Mentre il lavoro va e viene, il padre di Lucia, omino con la saggezza tra le nuvole, è invece uno di quei sessantenni un po’ assenti perché curiosamente assorbiti da tastiere e comunicazione social. L’onda buona arriva con la commissione su un terreno da misurare prima che partano i lavori di costruzione. In questo campo dorato che l’autore Gianni Zanasi raffigura come un Eden sospesa tra città e natura avverrà lo strano incontro destinato a cambiare la vita di Lucia.
Vedere la Madonna che ti indica una misteriosa missione, per di più contro i tuoi stessi interessi lavorativi non è il massimo. Sta proprio tra questi due estremi la molla tirata da Zanasi per costruire la sua commedia. «Il sentimento improvviso e fuori luogo del Mistero, e la nostra vita che lo sfiora in modo anche banale: il mistero immobile e potente da una parte, e il “giorno per giorno” friabile e confuso dall’altra» ha spiegato lo stesso regista recentemente. «Le domande profonde che sentiamo, le risposte scomposte e improvvisate che diamo e ancora di più quelle che evitiamo. La verità e la menzogna». La Madonna, una giovane scambiata inizialmente per profuga da Lucia, ha il volto giovane, iconografico ma allo stesso tempo molto moderno dell’attrice israeliana Hadas Yaron.
Gli scambi con Lucia prendono diverse pieghe, come quelli reali tra due donne. Proprio per questo, il dubbio di lei sulla sua sanità mentale contamina anche lo spettatore. Questi incontri saranno frutto di un esaurimento da stress o di una reale Volontà Divina? «Questo non è, evidentemente, un film di tema religioso, perché non è un film sulla capacità di credere in Dio oppure no» ha chiarito Zanasi. «È un film sulla capacità di Credere Ancora, nonostante il nostro non essere più bambini. Di sentire, di immaginare».
Sicuramente Zanasi sceglie l’anonimato della provincia laziale, ambientazione della storia, per permettere la totale emersione alle anime dei suoi personaggi.

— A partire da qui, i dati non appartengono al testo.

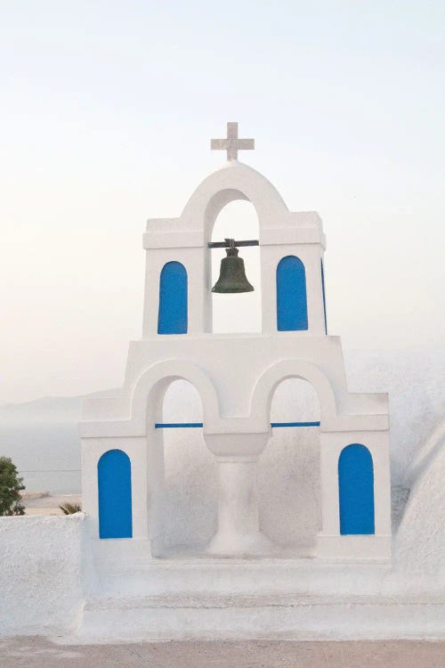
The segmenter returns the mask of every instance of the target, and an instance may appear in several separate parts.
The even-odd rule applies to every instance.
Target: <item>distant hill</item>
[[[390,394],[392,477],[393,485],[403,485],[423,444],[445,418],[445,346],[345,351],[344,361],[350,391]],[[196,395],[185,385],[173,389],[169,419],[196,417]],[[281,397],[283,406],[292,409],[293,397]],[[295,405],[301,398],[295,395]],[[80,492],[81,402],[81,396],[56,396],[0,407],[0,455],[16,463],[28,491]]]
[[[48,396],[0,407],[0,455],[11,457],[27,491],[80,492],[81,403]]]

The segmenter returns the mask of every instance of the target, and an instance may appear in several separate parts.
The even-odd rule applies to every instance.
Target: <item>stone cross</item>
[[[226,139],[212,139],[212,151],[227,151],[228,160],[238,160],[238,151],[255,149],[255,139],[239,139],[238,123],[227,124]]]

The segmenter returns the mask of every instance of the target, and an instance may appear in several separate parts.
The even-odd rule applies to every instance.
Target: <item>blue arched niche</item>
[[[340,534],[374,534],[374,468],[368,448],[352,444],[338,460]]]
[[[186,333],[187,271],[181,262],[167,262],[159,280],[158,334]]]
[[[277,329],[307,330],[306,272],[299,257],[288,255],[277,266]]]
[[[132,467],[122,450],[109,450],[97,464],[99,537],[132,538]]]

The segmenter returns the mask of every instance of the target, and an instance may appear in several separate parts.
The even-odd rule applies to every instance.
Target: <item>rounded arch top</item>
[[[210,378],[195,364],[189,362],[165,360],[147,369],[140,376],[131,396],[131,420],[145,423],[147,403],[162,402],[164,394],[174,380],[187,380],[198,391],[205,421],[217,423],[220,420],[218,396]],[[160,390],[160,392],[158,391]]]
[[[265,176],[243,163],[229,163],[198,186],[185,205],[181,216],[184,227],[196,230],[202,225],[205,240],[221,210],[237,200],[250,201],[258,216],[260,235],[263,228],[279,226],[288,209],[281,195]]]
[[[263,372],[251,397],[251,416],[254,419],[261,421],[264,414],[269,419],[275,389],[281,381],[289,378],[307,380],[313,387],[320,402],[322,423],[336,420],[336,395],[328,377],[315,364],[302,360],[281,360]]]

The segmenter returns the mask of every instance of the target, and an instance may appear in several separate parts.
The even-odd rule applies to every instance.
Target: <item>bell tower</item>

Un po’ come quelle scenografie teatrali profondamente nere, ci pone di fronte a fragilità e potenzialità di Lucia: la Madonna costituisce l’ostacolo/leva per sbocciare da una crisalide. Attraverso il lavoro visivo, la dimensione natura ci porta tra colori brillanti e luci fortemente estive nell’Eden di sospensione che contrasta con le geometrie urbane semplici, slavate, e gli interni casalinghi dai colori caldi e acidi a rincorrersi, sfondo per i litigi con l’ex e gli scambi più animati con la Madonna.
La narrazione risulta semplice come una parabola di periferia. I toni tenui della commedia agrodolce non spingono a sentimenti né sentimentalismi estremi, ma la sospensione d’incompletezza nel quadrare il cerchio della storia rimane, come quella fragilità della protagonista che la Madonna vuole convertire in forza profetica. Così, al cinema, al netto di madonnine e profezie, si resta con un paio d’ore di film mediamente godibile e molto ben confezionato per un pubblico più alla ricerca dell’originalità di una storia che alla sua emozionalità dirompente.